The Singapore Exchange (SGX) denied it was in talks to buy the London Stock Exchange (LSE), a sign there is little appetite for more large cross-border deals after several takeover attempts failed.

The two operators last week agreed to allow their clients to trade blue-chip shares on both platforms, the sort partnership SGX would prefer to costly acquisitions.

'SGX has not engaged in talks with the LSE on a potential merger. However, we are open to collaborations and partnerships which may benefit our shareholders and the company,' the Asian exchange said on Friday.

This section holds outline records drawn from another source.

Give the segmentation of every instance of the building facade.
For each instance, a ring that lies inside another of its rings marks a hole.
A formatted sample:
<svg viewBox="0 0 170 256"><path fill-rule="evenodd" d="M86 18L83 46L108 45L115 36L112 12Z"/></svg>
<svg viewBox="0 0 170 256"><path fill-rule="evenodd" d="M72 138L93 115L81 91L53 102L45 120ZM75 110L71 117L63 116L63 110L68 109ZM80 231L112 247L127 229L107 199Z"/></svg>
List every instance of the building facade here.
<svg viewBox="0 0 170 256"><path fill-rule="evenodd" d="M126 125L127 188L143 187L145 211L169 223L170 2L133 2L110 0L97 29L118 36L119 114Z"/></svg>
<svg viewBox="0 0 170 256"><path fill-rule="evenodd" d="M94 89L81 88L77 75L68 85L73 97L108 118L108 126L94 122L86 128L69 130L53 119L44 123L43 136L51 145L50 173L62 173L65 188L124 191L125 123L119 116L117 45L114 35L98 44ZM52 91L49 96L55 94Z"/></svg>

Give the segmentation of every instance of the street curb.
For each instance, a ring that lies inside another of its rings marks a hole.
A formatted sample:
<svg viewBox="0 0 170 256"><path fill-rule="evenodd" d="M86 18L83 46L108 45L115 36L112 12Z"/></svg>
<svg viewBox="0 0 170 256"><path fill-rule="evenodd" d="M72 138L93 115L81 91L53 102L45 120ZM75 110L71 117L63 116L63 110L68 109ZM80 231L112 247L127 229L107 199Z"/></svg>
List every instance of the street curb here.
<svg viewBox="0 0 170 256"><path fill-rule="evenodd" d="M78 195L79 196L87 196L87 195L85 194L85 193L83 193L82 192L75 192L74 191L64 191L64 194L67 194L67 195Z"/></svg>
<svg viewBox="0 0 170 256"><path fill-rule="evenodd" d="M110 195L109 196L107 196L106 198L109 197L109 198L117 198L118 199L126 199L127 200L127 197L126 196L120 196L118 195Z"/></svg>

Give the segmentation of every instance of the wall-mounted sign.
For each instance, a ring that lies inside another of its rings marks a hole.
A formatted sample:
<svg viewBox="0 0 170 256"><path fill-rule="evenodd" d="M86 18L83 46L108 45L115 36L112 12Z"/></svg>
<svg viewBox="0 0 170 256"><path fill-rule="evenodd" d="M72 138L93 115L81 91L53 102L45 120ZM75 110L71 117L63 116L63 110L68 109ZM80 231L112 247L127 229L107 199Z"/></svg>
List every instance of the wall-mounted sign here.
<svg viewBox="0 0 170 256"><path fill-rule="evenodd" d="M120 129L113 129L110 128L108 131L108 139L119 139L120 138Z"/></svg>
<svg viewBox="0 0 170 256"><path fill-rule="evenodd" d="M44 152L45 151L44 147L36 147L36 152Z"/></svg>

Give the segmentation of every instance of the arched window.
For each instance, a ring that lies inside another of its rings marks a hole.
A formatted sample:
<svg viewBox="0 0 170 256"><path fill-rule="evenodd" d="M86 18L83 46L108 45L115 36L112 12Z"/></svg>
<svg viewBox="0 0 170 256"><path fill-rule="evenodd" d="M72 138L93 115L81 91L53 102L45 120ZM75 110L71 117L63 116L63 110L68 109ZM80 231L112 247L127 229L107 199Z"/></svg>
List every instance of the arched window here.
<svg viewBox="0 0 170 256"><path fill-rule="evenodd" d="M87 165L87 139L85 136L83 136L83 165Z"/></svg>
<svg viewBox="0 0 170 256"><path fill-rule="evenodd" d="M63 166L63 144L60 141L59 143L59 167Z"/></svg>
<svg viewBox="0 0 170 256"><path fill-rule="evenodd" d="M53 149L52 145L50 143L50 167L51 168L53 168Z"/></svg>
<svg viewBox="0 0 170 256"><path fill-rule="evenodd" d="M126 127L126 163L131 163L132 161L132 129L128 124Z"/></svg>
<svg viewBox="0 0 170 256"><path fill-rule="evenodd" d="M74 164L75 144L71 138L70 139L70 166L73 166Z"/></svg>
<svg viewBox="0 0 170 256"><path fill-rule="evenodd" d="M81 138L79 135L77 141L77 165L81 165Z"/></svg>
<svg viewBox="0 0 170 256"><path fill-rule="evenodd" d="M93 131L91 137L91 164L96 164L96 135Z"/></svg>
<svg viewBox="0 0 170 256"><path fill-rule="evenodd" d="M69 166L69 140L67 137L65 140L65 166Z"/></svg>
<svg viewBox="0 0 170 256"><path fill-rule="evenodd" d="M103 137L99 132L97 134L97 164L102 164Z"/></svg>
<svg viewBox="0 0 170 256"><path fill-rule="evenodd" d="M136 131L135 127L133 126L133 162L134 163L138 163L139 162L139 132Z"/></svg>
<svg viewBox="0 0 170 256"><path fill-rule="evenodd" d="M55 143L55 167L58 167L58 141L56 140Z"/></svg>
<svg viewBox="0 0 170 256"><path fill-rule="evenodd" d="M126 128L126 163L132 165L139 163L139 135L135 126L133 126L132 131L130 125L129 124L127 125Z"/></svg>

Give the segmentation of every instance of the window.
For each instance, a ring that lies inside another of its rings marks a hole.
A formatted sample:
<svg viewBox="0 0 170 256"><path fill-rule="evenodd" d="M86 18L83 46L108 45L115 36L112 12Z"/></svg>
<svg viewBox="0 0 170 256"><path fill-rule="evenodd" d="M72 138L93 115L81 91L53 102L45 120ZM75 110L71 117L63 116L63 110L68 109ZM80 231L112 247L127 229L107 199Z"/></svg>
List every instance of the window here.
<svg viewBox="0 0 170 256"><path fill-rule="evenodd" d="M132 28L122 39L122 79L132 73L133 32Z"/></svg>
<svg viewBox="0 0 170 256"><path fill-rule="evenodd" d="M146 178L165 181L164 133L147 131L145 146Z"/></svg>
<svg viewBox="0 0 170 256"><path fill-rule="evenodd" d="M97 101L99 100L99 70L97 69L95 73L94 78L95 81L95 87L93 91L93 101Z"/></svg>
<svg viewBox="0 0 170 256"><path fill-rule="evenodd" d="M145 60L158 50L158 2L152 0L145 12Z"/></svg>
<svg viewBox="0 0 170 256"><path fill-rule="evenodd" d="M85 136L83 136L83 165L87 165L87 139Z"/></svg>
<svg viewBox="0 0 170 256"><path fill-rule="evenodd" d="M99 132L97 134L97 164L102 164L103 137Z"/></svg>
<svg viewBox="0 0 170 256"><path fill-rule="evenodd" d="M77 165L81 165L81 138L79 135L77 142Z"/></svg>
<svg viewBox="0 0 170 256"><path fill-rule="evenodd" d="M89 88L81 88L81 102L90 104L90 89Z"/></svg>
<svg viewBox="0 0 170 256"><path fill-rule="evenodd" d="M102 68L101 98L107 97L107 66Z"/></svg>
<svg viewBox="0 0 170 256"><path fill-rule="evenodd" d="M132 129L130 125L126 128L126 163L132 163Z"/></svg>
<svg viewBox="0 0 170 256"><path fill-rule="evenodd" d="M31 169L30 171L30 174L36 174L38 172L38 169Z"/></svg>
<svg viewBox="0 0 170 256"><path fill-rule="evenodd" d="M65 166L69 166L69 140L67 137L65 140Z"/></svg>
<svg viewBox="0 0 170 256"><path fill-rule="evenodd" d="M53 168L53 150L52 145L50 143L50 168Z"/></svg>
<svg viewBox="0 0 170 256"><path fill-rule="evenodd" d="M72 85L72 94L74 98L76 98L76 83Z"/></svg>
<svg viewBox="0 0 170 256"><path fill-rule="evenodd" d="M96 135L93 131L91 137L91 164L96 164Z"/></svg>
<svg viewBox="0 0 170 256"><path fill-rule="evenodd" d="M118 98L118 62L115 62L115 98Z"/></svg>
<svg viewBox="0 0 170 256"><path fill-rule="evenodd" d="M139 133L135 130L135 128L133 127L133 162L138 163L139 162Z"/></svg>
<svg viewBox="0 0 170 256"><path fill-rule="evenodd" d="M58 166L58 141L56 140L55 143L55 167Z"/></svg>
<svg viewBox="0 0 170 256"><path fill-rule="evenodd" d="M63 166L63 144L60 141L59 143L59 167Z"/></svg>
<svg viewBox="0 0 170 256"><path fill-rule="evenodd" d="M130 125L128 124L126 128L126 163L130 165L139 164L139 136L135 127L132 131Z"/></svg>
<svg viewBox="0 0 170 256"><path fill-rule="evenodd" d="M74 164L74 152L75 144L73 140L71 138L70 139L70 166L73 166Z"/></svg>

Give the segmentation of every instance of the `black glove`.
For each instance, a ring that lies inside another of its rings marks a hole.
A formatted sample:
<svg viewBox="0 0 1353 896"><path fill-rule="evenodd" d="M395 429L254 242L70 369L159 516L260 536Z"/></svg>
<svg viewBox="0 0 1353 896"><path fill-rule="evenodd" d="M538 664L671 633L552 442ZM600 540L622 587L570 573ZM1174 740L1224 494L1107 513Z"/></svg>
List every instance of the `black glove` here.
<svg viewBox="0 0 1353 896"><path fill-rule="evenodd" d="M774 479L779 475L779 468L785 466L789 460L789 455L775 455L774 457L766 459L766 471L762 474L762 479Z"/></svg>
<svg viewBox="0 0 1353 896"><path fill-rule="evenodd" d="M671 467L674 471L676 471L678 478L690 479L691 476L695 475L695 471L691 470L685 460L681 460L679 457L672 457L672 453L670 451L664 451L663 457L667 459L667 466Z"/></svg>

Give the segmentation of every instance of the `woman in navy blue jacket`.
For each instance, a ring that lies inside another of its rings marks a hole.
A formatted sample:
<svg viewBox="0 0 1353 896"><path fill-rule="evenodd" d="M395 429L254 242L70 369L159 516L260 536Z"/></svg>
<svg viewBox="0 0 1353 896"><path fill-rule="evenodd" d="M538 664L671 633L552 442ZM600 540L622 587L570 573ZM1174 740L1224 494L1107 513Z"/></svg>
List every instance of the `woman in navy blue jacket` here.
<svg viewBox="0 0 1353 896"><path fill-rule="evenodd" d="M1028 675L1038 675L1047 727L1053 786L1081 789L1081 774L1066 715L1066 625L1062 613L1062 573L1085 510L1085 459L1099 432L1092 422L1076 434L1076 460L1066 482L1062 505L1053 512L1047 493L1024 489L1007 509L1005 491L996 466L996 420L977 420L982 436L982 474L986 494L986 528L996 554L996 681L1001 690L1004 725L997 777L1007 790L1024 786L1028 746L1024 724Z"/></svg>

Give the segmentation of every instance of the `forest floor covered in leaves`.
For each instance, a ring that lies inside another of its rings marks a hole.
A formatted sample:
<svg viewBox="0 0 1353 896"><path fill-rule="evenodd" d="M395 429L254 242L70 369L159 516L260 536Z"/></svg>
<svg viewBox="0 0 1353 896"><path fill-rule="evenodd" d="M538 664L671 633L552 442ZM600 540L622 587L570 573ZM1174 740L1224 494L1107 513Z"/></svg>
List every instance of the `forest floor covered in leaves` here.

The statement was a response to a story in Britain's Daily Telegraph, which said the two were in talks about a potential 7.2 billion pound (S$14.2 billion) merger. The story was posted on the newspaper's website on Thursday.

The LSE declined to comment on Friday.

The LSE and the SGX have worked closely together in the past. They jointly bid to buy the London Metal Exchange, the world's largest metals exchange, though they lost out to the Hong Kong Exchange last month.

A deal combining the London and Singapore bourses would have put it behind NYSE Euronext and Nasdaq OMX in terms of number of trades, but a takeover of Europe's oldest independent bourse would have faced stiff regulatory and political opposition.

Based on Thursday's closing prices, SGX is worth US$5.7 billion (S$7.2 billion), while LSE is worth US$4.2 billion, making a combined market capitalisation of US$10.1 billion.

Several big takeover attempts have failed.

The LSE was forced to accept defeat in its 2.3 billion pounds plan to merge with Canada's TMX Group amid shareholder opposition in June last year.

SGX walked away from its proposed US$7.8 billion merger with the Australian Exchange in April last year after the Australian government blocked the trade.